Classical Emerald Syntax

Emerald was conceived in an academic setting, as an object-based language for distributed computing in the early 1980s. As such, its classical syntax is inspired by some of the academic giants of the time, namely Pascal, Simula, and S.

An Emerald program is a sequence of constant declarations. These constants are initialized in the order that they appear in. There is no “main method” as such (as you must have in C, C#, Java, etc.). The in-order initialization of the constants constitutes the entire execution of an Emerald program. Constants therefore, are of paramount importance in classical Emerald.

Constant Declarations

A constant declaration declares a name to correspond to the evaluation of an expression. Optionally, you can specify the type that you expect the resulting value to conform to.
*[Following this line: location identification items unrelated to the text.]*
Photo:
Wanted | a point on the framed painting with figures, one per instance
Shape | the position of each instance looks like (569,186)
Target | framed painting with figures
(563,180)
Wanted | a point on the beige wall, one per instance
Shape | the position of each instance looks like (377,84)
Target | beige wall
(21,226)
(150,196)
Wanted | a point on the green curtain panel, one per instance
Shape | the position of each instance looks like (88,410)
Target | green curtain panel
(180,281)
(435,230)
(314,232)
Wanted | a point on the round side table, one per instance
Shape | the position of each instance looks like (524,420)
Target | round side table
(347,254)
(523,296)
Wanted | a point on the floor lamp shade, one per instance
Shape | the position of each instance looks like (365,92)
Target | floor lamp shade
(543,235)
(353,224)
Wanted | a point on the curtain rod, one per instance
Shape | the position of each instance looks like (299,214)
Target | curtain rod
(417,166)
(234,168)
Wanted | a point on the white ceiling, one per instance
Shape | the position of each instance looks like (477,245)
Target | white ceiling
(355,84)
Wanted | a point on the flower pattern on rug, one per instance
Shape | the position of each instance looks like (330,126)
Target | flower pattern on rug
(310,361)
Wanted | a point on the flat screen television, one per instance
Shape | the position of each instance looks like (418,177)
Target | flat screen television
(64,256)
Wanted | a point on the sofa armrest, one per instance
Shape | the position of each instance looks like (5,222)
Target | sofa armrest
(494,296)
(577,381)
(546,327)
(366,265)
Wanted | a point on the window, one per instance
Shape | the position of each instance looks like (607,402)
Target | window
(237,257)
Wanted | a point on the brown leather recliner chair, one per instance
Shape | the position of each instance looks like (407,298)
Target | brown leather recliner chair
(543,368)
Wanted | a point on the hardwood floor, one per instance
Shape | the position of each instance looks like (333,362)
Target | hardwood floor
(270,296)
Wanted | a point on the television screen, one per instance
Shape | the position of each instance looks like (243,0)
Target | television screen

Formally, the syntax is as follows:

constDecl ::= const name [ : type ] <- expr

The Emerald compiler will analyse the expression to infer its type. If the actual type does not conform to the expected type, a compile-time type error results. Hence, classical Emerald is a statically-typed language, with (limited) type inference. This is akin to C#.

The correspondence between a name and the value that expr evaluates to remains constant throughout the lifetime of a program, and has global scope. The value itself however, is not constant—it is mutable, and subject to change throughout the lifetime of a program. Hence, classical Emerald is an emperative language, just like modern-day C# and Java.

Identifiers

An Emerald identifier is a non-empty sequence of letters, digits, and the character _, beginning with a letter or _. Identifiers are case-insensitive. Some identifiers are reserved as literals and keywords; the rest name constants, variables, operations, parameters, and objects.